I kicked off by executing the following script which will create 31 Million, 62 Million & 125 million rows respectively. Why? Because I have seen enough cases when OLTP tables would grow beyond anything reasonable, even while using Enterprise Edition of SQL Server and not knowing what Partitioning or Compression is.
Notice that varying the part “AND a.number BETWEEN 1 AND 50” by changing the last number to 100 and to 200 I have achieved the respectful growth for the 2nd & 3rd test cases.
/* * Taken from http://sqlblog.com/blogs/adam_machanic/archive/2011/10/17/thinking-big-adventure.aspx, written by Adam Machanic */ USE AdventureWorks2012 GO SELECT p.ProductID + (a.number * 1000) AS ProductID, p.Name + CONVERT(VARCHAR, (a.number * 1000)) AS Name, p.ProductNumber + '-' + CONVERT(VARCHAR, (a.number * 1000)) AS ProductNumber, p.MakeFlag, p.FinishedGoodsFlag, p.Color, p.SafetyStockLevel, p.ReorderPoint, p.StandardCost, p.ListPrice, p.Size, p.SizeUnitMeasureCode, p.WeightUnitMeasureCode, p.Weight, p.DaysToManufacture, p.ProductLine, p.Class, p.Style, p.ProductSubcategoryID, p.ProductModelID, p.SellStartDate, p.SellEndDate, p.DiscontinuedDate INTO bigProduct FROM Production.Product AS p CROSS JOIN master..spt_values AS a WHERE a.type = 'p' AND a.number BETWEEN 1 AND 50 GO
Now create a Clustered Columnstore Index on this bigProduct table, it will help you inserting the bigTransaction table which will generate the 30+ Million Rows:
Create Clustered Columnstore Index PK_bigProduct on dbo.bigProduct;
Warning: the next script will run for some significant amount of time, so make sure you have enough space (I gave it 7GB), and make sure that your Transaction log is big enough to support some serious storage. Even though my test VM has just 2 cores, I have a reasonable SSD which is a kind of important when working with those numbers of rows.
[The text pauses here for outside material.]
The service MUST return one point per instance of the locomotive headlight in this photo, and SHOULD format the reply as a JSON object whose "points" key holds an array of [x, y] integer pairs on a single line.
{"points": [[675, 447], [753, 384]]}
SELECT ROW_NUMBER() OVER ( ORDER BY x.TransactionDate, (SELECT NEWID()) ) AS TransactionID, p1.ProductID, x.TransactionDate, x.Quantity, CONVERT(MONEY, p1.ListPrice * x.Quantity * RAND(CHECKSUM(NEWID())) * 2) AS ActualCost INTO bigTransactionHistory FROM ( SELECT p.ProductID, p.ListPrice, CASE WHEN p.productid % 26 = 0 THEN 26 WHEN p.productid % 25 = 0 THEN 25 WHEN p.productid % 24 = 0 THEN 24 WHEN p.productid % 23 = 0 THEN 23 WHEN p.productid % 22 = 0 THEN 22 WHEN p.productid % 21 = 0 THEN 21 WHEN p.productid % 20 = 0 THEN 20 WHEN p.productid % 19 = 0 THEN 19 WHEN p.productid % 18 = 0 THEN 18 WHEN p.productid % 17 = 0 THEN 17 WHEN p.productid % 16 = 0 THEN 16 WHEN p.productid % 15 = 0 THEN 15 WHEN p.productid % 14 = 0 THEN 14 WHEN p.productid % 13 = 0 THEN 13 WHEN p.productid % 12 = 0 THEN 12 WHEN p.productid % 11 = 0 THEN 11 WHEN p.productid % 10 = 0 THEN 10 WHEN p.productid % 9 = 0 THEN 9 WHEN p.productid % 8 = 0 THEN 8 WHEN p.productid % 7 = 0 THEN 7 WHEN p.productid % 6 = 0 THEN 6 WHEN p.productid % 5 = 0 THEN 5 WHEN p.productid % 4 = 0 THEN 4 WHEN p.productid % 3 = 0 THEN 3 WHEN p.productid % 2 = 0 THEN 2 ELSE 1 END AS ProductGroup FROM bigproduct p ) AS p1 CROSS APPLY ( SELECT transactionDate, CONVERT(INT, (RAND(CHECKSUM(NEWID())) * 100) + 1) AS Quantity FROM ( SELECT DATEADD(dd, number, '20050101') AS transactionDate, NTILE(p1.ProductGroup) OVER ( ORDER BY number ) AS groupRange FROM master..spt_values WHERE type = 'p' ) AS z WHERE z.groupRange % 2 = 1 ) AS x;
And now let’s create a Clustered Columnstore Index on our table:
Create Clustered Columnstore Index pk_bigTransactionHistory on dbo.bigTransactionHistory
What I love about this table is that it does have a structure and the type of data that is typical to found in a lot of applications.
For better understanding of the type of table we are dealing with, execute the following query which will bring the information about counts of distinct values stored in our OLTP-style table:
SELECT count(*) as 'Total rows' ,count(distinct([ProductID])) as 'Distinct ProductId' ,count(distinct([TransactionDate])) as 'Distinct [TransactionDate]' ,count(distinct([Quantity])) as 'Distinct [Quantity]' ,count(distinct([ActualCost])) as 'Distinct ActualCost' FROM [dbo].[bigTransactionHistory]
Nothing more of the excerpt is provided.